This is another matter. This article explains the preliminary preparation, how to execute, and how to realize from three dimensions. Preliminary preparation before, a great god used a crawler to extract the data of all the short videos of douyin in one day, with a total of more than 20,000 pieces of data. After getting the data, use this data to wash out the key points we want. Wash out the labels of the crowd, the labels include hobbies, concerns, and time points. After cleaning the 20,000 data, after describing the word frequency statistics of word segmentation, excluding invalid words, the high-frequency words such as "like", "self", "really", "can", "tutorial", "hairstyle", "civic", "makeup", etc.
Here we elicit what can be done later. Next is the time period.
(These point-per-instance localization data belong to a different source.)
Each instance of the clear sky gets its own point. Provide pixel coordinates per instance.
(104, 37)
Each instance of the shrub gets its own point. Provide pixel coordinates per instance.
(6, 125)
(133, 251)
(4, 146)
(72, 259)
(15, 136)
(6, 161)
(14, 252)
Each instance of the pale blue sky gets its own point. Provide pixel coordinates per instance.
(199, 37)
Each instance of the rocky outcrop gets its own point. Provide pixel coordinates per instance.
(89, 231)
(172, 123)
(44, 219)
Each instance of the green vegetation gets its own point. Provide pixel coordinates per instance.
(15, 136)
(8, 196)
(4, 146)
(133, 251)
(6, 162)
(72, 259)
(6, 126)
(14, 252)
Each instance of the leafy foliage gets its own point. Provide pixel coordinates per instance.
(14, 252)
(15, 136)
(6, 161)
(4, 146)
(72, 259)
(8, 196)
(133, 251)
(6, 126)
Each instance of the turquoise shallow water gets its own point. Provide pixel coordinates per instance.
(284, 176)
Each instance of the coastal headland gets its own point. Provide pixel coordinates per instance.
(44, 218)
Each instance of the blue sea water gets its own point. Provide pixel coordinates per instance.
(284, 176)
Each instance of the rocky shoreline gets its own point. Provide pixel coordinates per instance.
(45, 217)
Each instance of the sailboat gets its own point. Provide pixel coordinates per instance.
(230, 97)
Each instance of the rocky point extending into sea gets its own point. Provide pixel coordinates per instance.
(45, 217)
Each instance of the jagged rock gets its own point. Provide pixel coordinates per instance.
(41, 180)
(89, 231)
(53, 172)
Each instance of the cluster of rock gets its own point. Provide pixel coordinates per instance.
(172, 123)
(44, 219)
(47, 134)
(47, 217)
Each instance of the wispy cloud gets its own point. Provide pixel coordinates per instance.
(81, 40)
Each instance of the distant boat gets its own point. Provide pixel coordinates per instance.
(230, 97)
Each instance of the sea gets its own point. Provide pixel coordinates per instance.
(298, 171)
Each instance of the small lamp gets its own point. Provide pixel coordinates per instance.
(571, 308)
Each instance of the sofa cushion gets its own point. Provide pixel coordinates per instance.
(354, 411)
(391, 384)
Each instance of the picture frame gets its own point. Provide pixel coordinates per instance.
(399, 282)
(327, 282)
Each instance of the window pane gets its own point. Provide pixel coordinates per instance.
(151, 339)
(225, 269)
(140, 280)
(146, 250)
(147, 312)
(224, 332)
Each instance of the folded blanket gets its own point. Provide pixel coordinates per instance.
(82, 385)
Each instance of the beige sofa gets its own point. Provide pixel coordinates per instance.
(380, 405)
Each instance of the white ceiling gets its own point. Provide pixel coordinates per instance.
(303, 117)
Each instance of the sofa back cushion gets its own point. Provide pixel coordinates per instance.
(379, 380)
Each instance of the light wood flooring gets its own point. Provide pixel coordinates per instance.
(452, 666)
This is mainly to count the habits of users. Objectively, it can be seen in which time period the user is more active. Then, according to the time of the above special email list user posting time period, the number of likes and forwards of users in this time period is counted as a reference, and the following figure is finally obtained. In this way, a more accurate time period can be obtained. The difference in effect can be clearly seen in the time period. 13:00 pm and 18:00 pm are the peak likes. In the statistics of 20,000 pieces of data, the distribution curve of likes is cleaned again.
The approximate data distribution is that most of the short videos have less than 700 likes, and the proportion of tens of thousands of short videos is not large. This is due to the data of douyin, according to the previous algorithm for today's headlines, it is to calculate the amount of likes and reposts of your first 1,000 recommendations. At this time, if your forwarding volume and likes (proportion) are high, the next batch of traffic will be pushed to you. So the first 1000 likes are very important. The biggest section of data cleaning after using tools is to clean human flesh again.